FAYETTEVILLE -- An unidentified person has sued the Diocese of Little Rock and St. Joseph Catholic Church in Tontitown, claiming they were negligent for allowing a priest to sexually abuse him.
The lawsuit was filed on behalf of "John Doe 201" and says the priest involved was Joseph Correnti, who committed suicide in 2002.
The Washington County Circuit Court lawsuit claims "Doe 201" was sexually battered by Correnti when "Doe" was 14 to 15 years old. The suit says Correnti served at St. Joseph from 1995 to 2002.
"Doe 201" discovered the effects within the past three years of the sexual abuse perpetrated by Correnti, according to the lawsuit.
Rick Woods filed the lawsuit, which contends that there are at least five known victims of Correnti's sexual abuse.
The diocese knew, or should have known, of Correnti's "sexual misconduct, impulses, and behavior," according to the lawsuit. But, it allowed Correnti to have unlimited contact with children, including "Doe 201," the suit claims.
"Defendants had the duty to protect the moral purity of plaintiff and other Roman Catholic children within the Diocese of Little Rock and at St. Joseph's Catholic Church," according to the lawsuit. "Defendants breached their duties by exposing plaintiff to a known pedophile."
The church and diocese failed to follow policies and procedures designed to prevent child sex abuse or failed to implement sufficient policies, and didn't warn parents there was a risk of child sex abuse, according to the lawsuit.
The suit alleges that the church failed to report Correnti's actions to police.
The lawsuit seeks unspecified damages for severe and permanent psychological, emotional and physical injuries, shock, emotional distress, physical manifestations of emotional distress, embarrassment, loss of self-esteem, disgrace, humiliation and loss of enjoyment of life.

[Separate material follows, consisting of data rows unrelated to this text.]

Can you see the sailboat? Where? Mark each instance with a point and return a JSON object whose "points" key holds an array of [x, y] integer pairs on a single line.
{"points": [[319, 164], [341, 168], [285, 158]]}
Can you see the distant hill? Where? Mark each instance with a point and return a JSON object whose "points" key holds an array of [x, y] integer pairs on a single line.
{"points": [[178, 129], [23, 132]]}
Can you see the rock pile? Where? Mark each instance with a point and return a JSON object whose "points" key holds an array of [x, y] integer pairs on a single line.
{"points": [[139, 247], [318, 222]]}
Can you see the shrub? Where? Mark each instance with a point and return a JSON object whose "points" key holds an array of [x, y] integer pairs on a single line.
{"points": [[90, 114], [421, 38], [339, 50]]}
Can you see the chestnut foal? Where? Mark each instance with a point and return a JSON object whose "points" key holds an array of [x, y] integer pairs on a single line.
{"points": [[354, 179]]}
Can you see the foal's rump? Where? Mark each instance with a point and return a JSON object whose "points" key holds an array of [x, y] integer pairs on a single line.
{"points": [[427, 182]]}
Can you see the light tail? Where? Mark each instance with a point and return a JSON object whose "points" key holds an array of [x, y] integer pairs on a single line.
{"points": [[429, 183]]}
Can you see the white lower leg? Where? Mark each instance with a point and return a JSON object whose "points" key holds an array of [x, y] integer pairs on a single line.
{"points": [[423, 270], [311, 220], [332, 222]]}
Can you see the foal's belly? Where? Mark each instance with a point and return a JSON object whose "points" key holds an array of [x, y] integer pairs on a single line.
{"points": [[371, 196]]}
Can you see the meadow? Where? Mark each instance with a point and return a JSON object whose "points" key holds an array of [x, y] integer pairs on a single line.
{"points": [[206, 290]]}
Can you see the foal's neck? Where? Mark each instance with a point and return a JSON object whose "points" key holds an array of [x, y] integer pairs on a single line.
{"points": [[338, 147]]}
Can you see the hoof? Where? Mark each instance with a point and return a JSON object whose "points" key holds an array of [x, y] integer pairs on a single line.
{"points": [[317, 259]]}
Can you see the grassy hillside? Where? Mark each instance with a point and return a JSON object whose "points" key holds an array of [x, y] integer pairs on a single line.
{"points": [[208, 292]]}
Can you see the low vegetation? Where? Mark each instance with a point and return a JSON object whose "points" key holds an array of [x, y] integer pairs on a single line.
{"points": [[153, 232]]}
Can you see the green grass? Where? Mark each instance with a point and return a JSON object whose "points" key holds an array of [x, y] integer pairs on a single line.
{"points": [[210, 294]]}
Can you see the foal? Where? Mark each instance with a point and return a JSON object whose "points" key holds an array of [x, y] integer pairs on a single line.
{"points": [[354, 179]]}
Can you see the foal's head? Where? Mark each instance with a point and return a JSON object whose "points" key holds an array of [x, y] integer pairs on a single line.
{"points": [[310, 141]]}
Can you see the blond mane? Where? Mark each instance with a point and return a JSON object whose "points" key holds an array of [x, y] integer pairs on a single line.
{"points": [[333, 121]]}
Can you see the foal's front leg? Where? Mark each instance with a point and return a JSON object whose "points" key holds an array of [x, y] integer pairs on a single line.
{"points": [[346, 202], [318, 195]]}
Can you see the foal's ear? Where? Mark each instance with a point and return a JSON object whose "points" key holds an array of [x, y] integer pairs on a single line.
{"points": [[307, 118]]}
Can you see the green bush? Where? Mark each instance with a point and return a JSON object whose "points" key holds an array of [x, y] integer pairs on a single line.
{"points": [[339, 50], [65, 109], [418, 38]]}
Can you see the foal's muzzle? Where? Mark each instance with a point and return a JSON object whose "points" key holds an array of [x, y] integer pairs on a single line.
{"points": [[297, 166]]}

"Doe 201" also continues to incur expenses for medical and psychological treatment, therapy, and counseling, and cannot lead a normal life, according to the lawsuit.
Correnti committed suicide April 3, 2002, according to Fayetteville police and the Washington County coroner.

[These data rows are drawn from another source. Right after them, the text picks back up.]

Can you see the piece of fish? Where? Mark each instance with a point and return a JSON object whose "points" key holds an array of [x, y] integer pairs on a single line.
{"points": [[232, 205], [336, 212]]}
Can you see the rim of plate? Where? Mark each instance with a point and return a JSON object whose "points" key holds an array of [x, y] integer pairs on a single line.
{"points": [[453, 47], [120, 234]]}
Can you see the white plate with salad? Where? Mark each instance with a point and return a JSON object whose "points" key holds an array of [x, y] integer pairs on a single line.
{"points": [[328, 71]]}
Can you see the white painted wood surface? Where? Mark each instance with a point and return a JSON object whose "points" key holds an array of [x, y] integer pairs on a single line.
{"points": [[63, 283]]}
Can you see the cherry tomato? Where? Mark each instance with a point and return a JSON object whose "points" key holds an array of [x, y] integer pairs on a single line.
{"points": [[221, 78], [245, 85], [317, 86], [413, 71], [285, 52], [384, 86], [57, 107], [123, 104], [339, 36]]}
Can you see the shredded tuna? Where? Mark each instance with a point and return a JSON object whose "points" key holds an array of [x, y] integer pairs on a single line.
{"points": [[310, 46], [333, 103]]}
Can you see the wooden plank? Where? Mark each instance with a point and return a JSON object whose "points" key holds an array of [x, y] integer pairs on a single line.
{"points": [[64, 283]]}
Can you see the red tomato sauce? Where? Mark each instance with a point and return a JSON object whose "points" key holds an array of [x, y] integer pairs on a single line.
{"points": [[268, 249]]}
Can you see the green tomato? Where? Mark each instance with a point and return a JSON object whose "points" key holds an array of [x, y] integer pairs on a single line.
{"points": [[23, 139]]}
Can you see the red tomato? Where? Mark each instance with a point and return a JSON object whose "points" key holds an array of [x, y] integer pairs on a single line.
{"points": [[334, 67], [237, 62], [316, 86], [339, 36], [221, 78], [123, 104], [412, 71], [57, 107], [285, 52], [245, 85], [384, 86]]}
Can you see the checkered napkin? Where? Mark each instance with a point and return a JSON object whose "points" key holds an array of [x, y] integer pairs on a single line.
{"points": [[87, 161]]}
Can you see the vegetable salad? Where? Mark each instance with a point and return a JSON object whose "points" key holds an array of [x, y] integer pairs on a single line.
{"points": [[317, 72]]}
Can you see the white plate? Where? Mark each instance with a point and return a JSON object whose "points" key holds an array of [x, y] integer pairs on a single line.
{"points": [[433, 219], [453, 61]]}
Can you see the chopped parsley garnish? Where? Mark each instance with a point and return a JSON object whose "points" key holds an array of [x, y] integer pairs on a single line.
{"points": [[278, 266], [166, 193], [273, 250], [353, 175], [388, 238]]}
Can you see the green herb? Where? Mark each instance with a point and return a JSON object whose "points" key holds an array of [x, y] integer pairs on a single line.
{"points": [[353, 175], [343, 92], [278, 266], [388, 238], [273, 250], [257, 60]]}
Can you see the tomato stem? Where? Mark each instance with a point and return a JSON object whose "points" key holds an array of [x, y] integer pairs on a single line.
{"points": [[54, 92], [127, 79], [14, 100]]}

He left a note alluding to the sexual misconduct scandal within the Catholic Church at the time.
"Especially in circumstances in the church today, I am sure that some may feel this has a connection, but it rather has to do with my long term depression," Correnti wrote.

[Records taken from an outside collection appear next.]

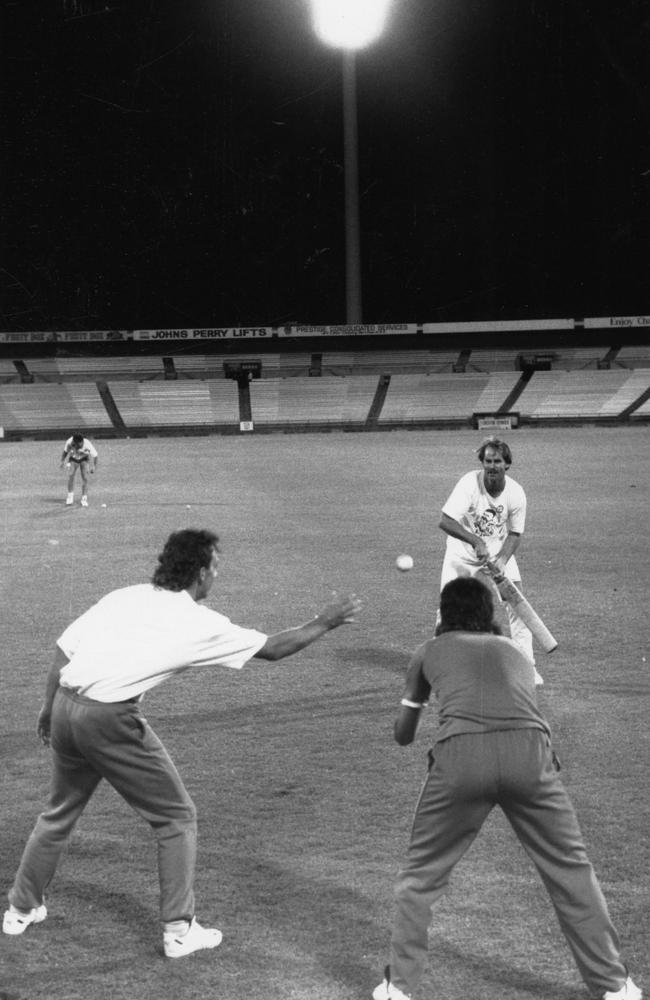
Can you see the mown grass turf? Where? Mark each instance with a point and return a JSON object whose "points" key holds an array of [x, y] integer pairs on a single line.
{"points": [[304, 799]]}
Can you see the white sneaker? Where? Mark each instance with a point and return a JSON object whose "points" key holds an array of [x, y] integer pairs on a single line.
{"points": [[15, 922], [386, 990], [630, 991], [194, 939]]}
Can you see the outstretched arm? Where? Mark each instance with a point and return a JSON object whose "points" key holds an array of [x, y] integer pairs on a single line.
{"points": [[508, 549], [416, 695], [291, 640], [51, 685], [456, 530]]}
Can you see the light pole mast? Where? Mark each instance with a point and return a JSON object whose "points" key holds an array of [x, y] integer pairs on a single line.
{"points": [[350, 25], [353, 296]]}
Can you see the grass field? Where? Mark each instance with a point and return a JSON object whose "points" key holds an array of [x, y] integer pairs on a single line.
{"points": [[304, 799]]}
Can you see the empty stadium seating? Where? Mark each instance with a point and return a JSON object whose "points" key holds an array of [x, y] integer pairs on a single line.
{"points": [[360, 388]]}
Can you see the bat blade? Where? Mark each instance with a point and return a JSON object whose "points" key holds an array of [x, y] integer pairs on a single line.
{"points": [[514, 597]]}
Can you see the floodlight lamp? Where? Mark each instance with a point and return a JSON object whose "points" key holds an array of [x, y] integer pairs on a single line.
{"points": [[349, 24]]}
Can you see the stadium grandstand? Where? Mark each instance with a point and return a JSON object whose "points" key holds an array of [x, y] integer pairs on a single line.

A spokesman for the Diocese of Little Rock said in the days after Correnti's death, to his knowledge, there had never been a complaint of sexual misconduct linked to Correnti. But, Bishop Anthony Taylor included Correnti on a list of 12 priests against whom credible allegations had been received. The listing, published in September 2018, said Correnti had five known victims.
"Despite our best efforts to ensure that this information is accurate and complete, we know that this list may include errors or be incomplete," the bishop wrote. "It was compiled through an initial preliminary internal review of personnel files of clergy whom we already knew or whom we suspected had been credibly accused of child sexual abuse."
Taylor noted that an allegation being determined or considered as credible isn't the equivalent of a finding of guilt by a jury or judge in a legal proceeding nor does it mean the allegation is able to be proved.
In June, the diocese settled sex abuse claims made by five men against a different priest for $790,000. The men claimed that they were abused in the 1970s while they were teens at Holy Souls school in Little Rock.